Neeraj also loves the cultural programming at the conference. He recorded one musical dance segment to share with his children. “They loved it,” he says.
He credits Russell Hancock with being able to tell the story contained within the detailed Silicon Valley Index. “He takes the complex work of the Silicon Valley Institute for Regional Studies and brings it to life in a palatable way. It drives emotional discussion and awareness.”
Referencing the inequities of the Bay Area and the high cost of living, Neeraj believes Joint Venture can make a difference on many levels, including affordable housing and transit. As a teenager in New York, he could take the train anywhere. In Chicago too, he had access to solid public transit. “It would be great if the Bay Area could make public transit as normal as it is in New York or even Chicago,” he says.

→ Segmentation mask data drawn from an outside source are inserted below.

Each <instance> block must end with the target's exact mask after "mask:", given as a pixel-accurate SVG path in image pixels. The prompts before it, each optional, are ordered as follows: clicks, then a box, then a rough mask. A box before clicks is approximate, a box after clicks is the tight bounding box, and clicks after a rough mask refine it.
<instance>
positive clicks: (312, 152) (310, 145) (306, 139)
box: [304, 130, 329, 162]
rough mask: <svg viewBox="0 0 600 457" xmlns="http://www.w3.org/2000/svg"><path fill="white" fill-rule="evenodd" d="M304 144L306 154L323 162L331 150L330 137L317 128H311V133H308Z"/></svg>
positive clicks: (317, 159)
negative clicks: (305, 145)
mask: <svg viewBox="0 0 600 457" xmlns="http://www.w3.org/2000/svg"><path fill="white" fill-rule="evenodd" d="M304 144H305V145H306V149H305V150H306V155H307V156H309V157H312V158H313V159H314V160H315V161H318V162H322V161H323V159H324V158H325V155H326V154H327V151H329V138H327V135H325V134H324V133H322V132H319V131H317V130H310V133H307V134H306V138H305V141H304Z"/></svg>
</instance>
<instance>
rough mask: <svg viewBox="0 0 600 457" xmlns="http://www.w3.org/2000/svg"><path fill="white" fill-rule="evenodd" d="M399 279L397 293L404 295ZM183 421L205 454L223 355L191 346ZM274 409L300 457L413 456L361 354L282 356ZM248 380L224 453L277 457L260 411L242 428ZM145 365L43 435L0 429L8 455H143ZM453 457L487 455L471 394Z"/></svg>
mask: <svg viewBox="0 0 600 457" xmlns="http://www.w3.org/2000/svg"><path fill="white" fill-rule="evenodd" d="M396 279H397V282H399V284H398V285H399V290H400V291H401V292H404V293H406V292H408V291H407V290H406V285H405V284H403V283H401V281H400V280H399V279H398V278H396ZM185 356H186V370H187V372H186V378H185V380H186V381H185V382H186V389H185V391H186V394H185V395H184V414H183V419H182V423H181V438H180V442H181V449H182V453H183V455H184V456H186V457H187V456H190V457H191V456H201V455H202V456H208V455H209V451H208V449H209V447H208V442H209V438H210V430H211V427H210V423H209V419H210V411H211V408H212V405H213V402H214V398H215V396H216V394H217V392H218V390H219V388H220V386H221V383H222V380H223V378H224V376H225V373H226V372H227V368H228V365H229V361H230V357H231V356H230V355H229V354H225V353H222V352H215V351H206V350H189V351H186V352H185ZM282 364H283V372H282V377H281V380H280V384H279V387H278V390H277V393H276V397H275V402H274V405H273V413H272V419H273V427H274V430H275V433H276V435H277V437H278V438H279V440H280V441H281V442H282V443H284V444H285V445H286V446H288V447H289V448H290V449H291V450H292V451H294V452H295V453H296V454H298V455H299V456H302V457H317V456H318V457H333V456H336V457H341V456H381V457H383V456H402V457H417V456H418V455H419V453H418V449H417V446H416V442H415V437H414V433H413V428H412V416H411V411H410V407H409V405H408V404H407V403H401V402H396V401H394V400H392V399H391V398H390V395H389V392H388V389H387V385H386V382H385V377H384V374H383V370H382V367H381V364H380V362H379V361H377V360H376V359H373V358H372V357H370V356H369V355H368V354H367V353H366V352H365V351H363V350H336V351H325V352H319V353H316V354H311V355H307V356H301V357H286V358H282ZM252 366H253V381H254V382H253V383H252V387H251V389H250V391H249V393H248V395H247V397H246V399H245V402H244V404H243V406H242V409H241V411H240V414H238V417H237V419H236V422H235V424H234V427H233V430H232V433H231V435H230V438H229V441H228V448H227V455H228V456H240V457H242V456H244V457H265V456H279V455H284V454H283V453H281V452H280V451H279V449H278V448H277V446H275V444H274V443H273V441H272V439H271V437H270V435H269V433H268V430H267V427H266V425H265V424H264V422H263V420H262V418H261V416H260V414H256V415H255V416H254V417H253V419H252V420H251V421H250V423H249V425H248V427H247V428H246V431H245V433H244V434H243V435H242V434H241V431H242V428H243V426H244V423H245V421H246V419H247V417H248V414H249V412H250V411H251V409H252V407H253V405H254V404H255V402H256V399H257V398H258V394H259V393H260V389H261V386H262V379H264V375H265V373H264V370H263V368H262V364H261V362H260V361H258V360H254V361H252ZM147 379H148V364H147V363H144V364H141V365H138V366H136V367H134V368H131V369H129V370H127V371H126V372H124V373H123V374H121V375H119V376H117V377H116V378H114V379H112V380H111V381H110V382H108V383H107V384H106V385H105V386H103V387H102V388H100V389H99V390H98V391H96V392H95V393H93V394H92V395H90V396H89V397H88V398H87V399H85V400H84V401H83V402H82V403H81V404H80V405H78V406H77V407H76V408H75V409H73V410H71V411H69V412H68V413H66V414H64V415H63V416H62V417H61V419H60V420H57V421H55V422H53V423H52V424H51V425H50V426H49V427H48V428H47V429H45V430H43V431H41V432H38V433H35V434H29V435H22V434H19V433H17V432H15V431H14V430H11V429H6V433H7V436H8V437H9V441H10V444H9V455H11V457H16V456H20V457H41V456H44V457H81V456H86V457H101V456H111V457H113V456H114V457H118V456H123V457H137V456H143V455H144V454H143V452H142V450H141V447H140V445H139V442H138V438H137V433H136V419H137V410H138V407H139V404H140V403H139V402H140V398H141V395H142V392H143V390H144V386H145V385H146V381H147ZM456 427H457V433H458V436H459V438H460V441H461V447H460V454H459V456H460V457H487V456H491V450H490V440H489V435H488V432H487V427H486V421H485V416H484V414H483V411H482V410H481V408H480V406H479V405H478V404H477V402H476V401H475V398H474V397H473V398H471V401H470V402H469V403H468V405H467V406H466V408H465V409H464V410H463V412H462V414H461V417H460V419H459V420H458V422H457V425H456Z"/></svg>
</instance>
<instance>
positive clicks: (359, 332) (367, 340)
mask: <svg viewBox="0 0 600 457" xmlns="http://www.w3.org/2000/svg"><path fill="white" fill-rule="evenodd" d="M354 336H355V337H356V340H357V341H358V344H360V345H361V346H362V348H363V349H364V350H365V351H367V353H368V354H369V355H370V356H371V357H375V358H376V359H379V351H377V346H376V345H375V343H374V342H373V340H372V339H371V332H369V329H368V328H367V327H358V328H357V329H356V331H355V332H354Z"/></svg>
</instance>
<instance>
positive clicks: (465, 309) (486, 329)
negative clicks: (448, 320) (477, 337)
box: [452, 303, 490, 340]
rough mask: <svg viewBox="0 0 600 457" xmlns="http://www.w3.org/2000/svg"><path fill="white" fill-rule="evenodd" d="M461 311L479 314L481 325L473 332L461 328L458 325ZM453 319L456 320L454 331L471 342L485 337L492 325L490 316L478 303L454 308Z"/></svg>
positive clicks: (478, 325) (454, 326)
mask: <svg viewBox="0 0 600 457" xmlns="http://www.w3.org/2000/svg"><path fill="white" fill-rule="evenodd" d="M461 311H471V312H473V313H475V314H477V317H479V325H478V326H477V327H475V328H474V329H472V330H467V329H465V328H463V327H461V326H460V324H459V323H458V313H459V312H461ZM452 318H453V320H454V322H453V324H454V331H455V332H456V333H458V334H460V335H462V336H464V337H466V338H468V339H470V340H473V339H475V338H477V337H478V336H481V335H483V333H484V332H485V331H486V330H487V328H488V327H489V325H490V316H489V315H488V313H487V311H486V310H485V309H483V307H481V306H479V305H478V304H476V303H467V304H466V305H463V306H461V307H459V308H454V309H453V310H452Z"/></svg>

“I think Joint Venture Silicon Valley has an opportunity to play a substantial role in helping to bring to light the data and the analysis to surface these challenges,” he says. In his role, he hopes to help tap into the broader network in Silicon Valley.
The fortunate optimist, Neeraj sums up his vision by saying, “There is always a reason to be down, something to worry about.” But he always finds the bright spot. “With everything that's going on in the world today, the macroeconomic world, geopolitical challenges, technology, happening so fast…yeah, there are all these challenges, but we'll figure it out.”